Drug tests to double at 2010 Winter Olympics

RICHMOND: Testing for banned substances at the 2010 Winter Olympic and Paralympic Winter Games will double to nearly 2,500 compared to the 2006 games in Turin Italy, according to an anti-doping official.

A team of 30 technicians and seven scientists from the World Anti-Doping Agency will work round the clock at a 15.8-million-dollar laboratory unveiled Wednesday at the Richmond Olympic Oval, site of the long track speed skating.

But despite the "best possible facility," do not expect to see the first drug-free Olympic Games in February, said Christiane Ayotte, an anti-doping expert at the Quebec-based National Institute for Scientific Research.

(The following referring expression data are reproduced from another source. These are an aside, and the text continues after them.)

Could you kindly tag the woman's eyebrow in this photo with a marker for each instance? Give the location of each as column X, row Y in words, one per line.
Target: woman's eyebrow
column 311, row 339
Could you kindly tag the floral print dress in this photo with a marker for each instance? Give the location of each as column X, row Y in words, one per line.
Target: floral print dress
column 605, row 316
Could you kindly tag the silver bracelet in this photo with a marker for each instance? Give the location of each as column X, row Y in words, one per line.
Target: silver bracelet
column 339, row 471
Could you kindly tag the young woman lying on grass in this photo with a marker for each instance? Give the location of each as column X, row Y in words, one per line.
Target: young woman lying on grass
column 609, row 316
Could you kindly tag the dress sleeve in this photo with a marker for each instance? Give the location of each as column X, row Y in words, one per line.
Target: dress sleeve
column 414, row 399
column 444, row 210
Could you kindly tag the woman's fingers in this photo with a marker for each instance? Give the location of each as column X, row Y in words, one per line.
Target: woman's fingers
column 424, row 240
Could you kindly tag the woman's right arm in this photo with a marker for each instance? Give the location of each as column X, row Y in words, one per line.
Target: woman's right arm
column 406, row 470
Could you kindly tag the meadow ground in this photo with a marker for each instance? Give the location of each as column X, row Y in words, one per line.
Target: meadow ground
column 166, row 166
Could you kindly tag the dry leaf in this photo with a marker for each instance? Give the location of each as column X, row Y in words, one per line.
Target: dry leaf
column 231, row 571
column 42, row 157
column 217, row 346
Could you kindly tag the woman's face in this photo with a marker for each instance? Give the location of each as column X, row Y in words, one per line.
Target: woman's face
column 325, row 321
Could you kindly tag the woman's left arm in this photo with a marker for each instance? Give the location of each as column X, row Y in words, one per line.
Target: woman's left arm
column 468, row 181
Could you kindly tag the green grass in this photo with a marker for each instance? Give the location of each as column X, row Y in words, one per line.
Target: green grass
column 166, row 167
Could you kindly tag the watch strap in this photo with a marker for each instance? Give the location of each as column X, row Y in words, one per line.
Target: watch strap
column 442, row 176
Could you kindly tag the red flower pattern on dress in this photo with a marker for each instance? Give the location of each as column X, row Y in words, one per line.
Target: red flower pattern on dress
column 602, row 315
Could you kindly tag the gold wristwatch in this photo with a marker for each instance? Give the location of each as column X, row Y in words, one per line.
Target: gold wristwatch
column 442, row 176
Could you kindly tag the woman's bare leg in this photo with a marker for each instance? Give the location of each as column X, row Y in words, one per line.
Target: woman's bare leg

According to Ayott, testing methods for banned substances such as testosterone, EPO (Erythropoietin) and growth hormones, in recent years have evolved.

"You have the same basic arsenal... (but) the instrumentation is... getting better, being refined. With some instruments here we can achieve the picogram level (one-trillionth of a gram) which is even better than what we were doing even two years ago."

Ayotte said her team would report negative blood and urine samples within 24 hours and more difficult test results within 72 hours.

The Olympic flame is to be lit in Greece on Thursday. Following an eight-day tour of the country, it will arrive in Victoria, British Columbia, on October 30, marking the start of a 106-day, 45,000 kilometer journey across Canada.